Coffee research in Kenya started in 1908 with the appointment of an Entomologist. In those early years coffee research was undertaken at the Scotts Laboratories (currently the National Agricultural Laboratories) in the outskirts of Nairobi. In 1944 the government purchased the Jacaranda Estate near Ruiru and established the Coffee Research Station.
In 1963, after considering requests by coffee farmers, the Government handed direct responsibility for the coffee research to the farmers. This change of responsibility culminated in the incorporation of Coffee Research Foundation as a company limited by guarantee on the 19th of August 1964.
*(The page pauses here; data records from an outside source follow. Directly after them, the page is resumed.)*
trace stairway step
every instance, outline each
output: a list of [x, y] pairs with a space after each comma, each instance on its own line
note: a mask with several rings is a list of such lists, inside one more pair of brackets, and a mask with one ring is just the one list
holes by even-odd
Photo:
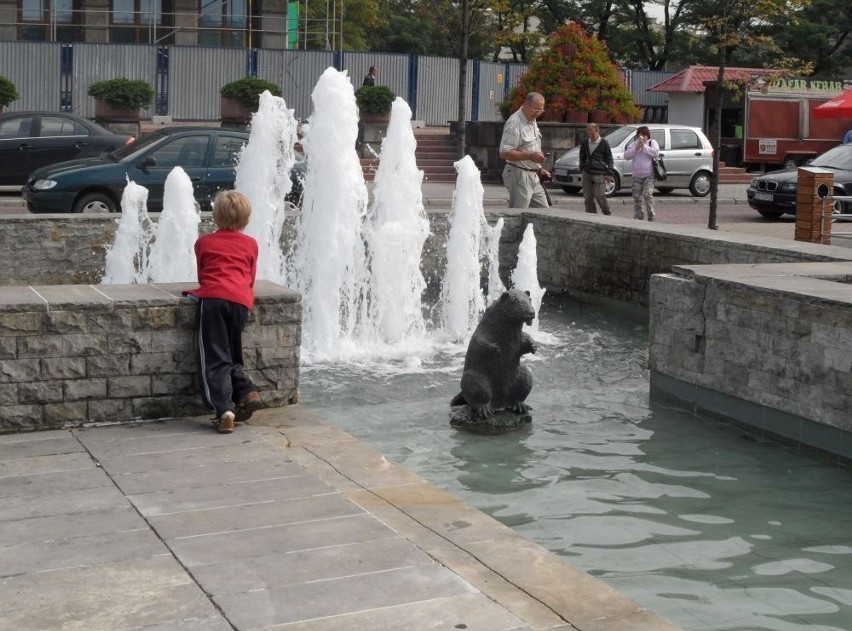
[[418, 160], [444, 160], [445, 162], [455, 162], [457, 160], [454, 151], [415, 151], [414, 157]]
[[423, 178], [425, 182], [455, 182], [456, 174], [449, 173], [437, 173], [435, 175], [428, 175]]

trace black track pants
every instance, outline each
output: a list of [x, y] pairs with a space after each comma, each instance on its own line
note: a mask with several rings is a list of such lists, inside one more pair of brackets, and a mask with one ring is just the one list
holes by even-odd
[[256, 390], [243, 370], [242, 333], [248, 309], [229, 300], [198, 300], [198, 375], [201, 398], [216, 417]]

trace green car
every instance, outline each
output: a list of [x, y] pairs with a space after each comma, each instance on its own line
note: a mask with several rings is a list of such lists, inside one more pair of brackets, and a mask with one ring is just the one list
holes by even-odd
[[118, 212], [131, 180], [148, 189], [148, 210], [160, 212], [166, 177], [179, 166], [202, 210], [210, 210], [218, 191], [234, 187], [234, 165], [248, 138], [218, 127], [166, 127], [97, 158], [38, 169], [21, 192], [34, 213]]

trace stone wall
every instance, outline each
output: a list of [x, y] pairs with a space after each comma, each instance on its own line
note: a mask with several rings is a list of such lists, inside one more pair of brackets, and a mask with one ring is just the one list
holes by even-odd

In order to discharge its mandate, the Foundation has established research stations across the country. The substations are located at Mariene (Meru), Kisii, Kitale and Koru (Kipkelion). The Foundation also runs a demonstration plot at Namwela in Bungoma.
The Foundation prides itself with several achievements which have contributed significantly to the growth and development of the coffee industry in the country. Some of these achievements include selection of high yielding, high quality Arabica coffee varieties, such as, SL 28, SL34, K7; and the disease resistant hybrid variety Ruiru II; development of disease and insect pest management protocols. The Foundation also provides credible and responsive technical advisory and training services.
Coffee Research Foundation is funded mainly through a levy on coffee sales. However, in most of the years, funds from the levy have not adequately covered the Foundation’s budget. Towards overcoming this challenge, the Foundation has stepped up efforts to raisie funds from internal commercial activities, services, external grants and collaborative projects.